Dies vorausgeschickt besteht die Besonderheit des Urteils darin, dass das LG in einer wertenden Entscheidung zum Vorliegen der Voraussetzungen des § 167 ZPO (Zustellung „demnächst“) dem Kläger die Hilfe dieser Norm deshalb verweigert hat, weil dessen Prozessbevollmächtigter vorsätzlich einen um mehr als EUR 7,3 Mio. (!) zu niedrigen Streitwert angegeben hatte. Soweit ersichtlich, findet sich diese Konstellation im Zusammenhang mit der Unanwendbarkeit des § 167 ZPO in der einschlägigen Kommentarliteratur zwar nicht. Die Wertung des LG ist gleichwohl uneingeschränkt zu begrüßen. Denn das grob pflichtwidrige Handeln seines Prozessvertreters sollte nach Auffassung des Landgerichts ganz offensichtlich den Kläger vor der Belastung mit einem erheblichen Gerichtskostenvorschluss bewahren, da er statt des tatsächlich angefallenen Kostenvorschusses in Höhe von EUR 93.675,- lediglich EUR 1.233,- gezahlt hatte. Der Sache nach hat der Kläger damit den Versuch unternommen, sich die alsbaldige Zustellung der Klage und damit die Rückwirkungsfiktion des § 167 ZPO vorsätzlich und rechtswidrig zu erschleichen. Die dadurch verursachte Verzögerung zwischen der Einzahlung des zu niedrigen Gerichtskostenvorschusses am 13.2.2024 und der Einzahlung des korrekten Vorschusses am 27.7.2024 war daher dem Kläger anzulasten mit der Folge, dass die Zustellung nicht „demnächst“ im Sinne des § 167 ZPO erfolgte. Im Ergebnis führte die pflichtwidrige „Taktik“ des Klägeranwaltes letztlich dazu, dass der Kläger u.a. seinen Gesellschaftsanteil verloren hat.

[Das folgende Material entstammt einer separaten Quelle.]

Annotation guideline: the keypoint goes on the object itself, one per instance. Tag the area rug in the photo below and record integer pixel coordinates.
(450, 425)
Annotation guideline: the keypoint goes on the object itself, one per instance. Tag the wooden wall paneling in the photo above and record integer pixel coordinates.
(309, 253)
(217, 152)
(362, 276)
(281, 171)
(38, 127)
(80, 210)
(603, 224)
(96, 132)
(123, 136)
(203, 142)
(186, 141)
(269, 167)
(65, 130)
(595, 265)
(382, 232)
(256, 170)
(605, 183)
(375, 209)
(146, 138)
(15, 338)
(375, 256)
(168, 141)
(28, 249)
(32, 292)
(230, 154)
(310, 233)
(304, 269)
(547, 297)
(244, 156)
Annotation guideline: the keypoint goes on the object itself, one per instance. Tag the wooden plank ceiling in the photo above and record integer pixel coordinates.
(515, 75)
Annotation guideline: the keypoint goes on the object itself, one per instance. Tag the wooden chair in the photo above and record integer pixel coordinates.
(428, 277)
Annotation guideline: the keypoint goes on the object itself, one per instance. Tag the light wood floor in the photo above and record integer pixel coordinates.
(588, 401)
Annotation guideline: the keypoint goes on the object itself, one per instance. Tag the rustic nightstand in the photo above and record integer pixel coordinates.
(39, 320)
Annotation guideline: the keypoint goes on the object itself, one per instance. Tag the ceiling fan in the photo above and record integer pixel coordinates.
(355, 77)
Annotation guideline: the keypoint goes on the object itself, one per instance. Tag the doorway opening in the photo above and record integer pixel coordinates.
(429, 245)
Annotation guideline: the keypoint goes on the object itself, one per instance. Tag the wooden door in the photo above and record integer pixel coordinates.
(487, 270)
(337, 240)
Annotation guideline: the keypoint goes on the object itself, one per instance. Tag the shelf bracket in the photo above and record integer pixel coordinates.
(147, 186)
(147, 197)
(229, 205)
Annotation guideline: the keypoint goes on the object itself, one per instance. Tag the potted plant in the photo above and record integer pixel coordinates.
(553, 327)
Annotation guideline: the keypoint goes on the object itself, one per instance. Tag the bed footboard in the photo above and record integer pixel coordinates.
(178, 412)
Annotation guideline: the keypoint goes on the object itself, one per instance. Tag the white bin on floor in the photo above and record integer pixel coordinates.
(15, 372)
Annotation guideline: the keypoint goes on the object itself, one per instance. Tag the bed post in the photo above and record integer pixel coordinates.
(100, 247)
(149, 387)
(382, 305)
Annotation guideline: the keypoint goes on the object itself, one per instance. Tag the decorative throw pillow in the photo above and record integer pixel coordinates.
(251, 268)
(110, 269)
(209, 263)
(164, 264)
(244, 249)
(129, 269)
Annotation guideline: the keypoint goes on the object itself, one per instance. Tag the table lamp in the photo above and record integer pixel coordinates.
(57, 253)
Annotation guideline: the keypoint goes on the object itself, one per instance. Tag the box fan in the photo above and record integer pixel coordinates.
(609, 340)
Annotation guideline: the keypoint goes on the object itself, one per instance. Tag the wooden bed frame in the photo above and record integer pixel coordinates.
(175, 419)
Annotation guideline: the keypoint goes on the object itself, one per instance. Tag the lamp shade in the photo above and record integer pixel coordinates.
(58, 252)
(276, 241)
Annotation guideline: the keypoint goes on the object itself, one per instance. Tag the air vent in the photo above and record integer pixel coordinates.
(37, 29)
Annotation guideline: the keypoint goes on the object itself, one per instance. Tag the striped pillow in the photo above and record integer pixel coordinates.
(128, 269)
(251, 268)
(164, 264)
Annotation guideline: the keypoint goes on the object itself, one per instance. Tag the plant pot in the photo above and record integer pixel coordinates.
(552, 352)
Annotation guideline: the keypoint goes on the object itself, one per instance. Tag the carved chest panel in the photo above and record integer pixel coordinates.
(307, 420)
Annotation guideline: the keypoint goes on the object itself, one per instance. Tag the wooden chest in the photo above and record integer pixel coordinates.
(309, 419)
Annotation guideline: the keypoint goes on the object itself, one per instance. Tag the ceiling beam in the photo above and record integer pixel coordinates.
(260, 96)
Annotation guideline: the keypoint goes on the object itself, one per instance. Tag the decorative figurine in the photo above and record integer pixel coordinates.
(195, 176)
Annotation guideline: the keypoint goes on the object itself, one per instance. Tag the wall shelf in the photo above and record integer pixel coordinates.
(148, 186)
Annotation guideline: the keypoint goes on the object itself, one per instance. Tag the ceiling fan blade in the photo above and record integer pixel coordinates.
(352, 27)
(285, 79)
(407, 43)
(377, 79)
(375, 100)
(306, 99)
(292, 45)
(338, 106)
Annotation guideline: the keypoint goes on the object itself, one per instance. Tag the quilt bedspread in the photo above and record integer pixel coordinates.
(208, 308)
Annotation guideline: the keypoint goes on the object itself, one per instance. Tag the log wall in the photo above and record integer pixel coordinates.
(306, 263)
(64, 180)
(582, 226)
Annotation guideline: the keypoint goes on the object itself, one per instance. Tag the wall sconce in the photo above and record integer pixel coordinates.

Sollte das Urteil in Rechtskraft erwachsen, dürfte der Prozessbevollmächtigte des Klägers früher oder später mit Regressansprüchen des Klägers konfrontiert werden, wobei zu beachten sein wird, dass die Verjährungsfrist etwaiger Regressansprüche mit Erlass des erstinstanzlichen Urteils zu laufen beginnen dürfte. Sollte es also zukünftig darauf ankommen, die Verjährung etwaiger Regressansprüche durch Klageeinreichung zu hemmen, dürfte der Kläger entsprechend vorgewarnt sein.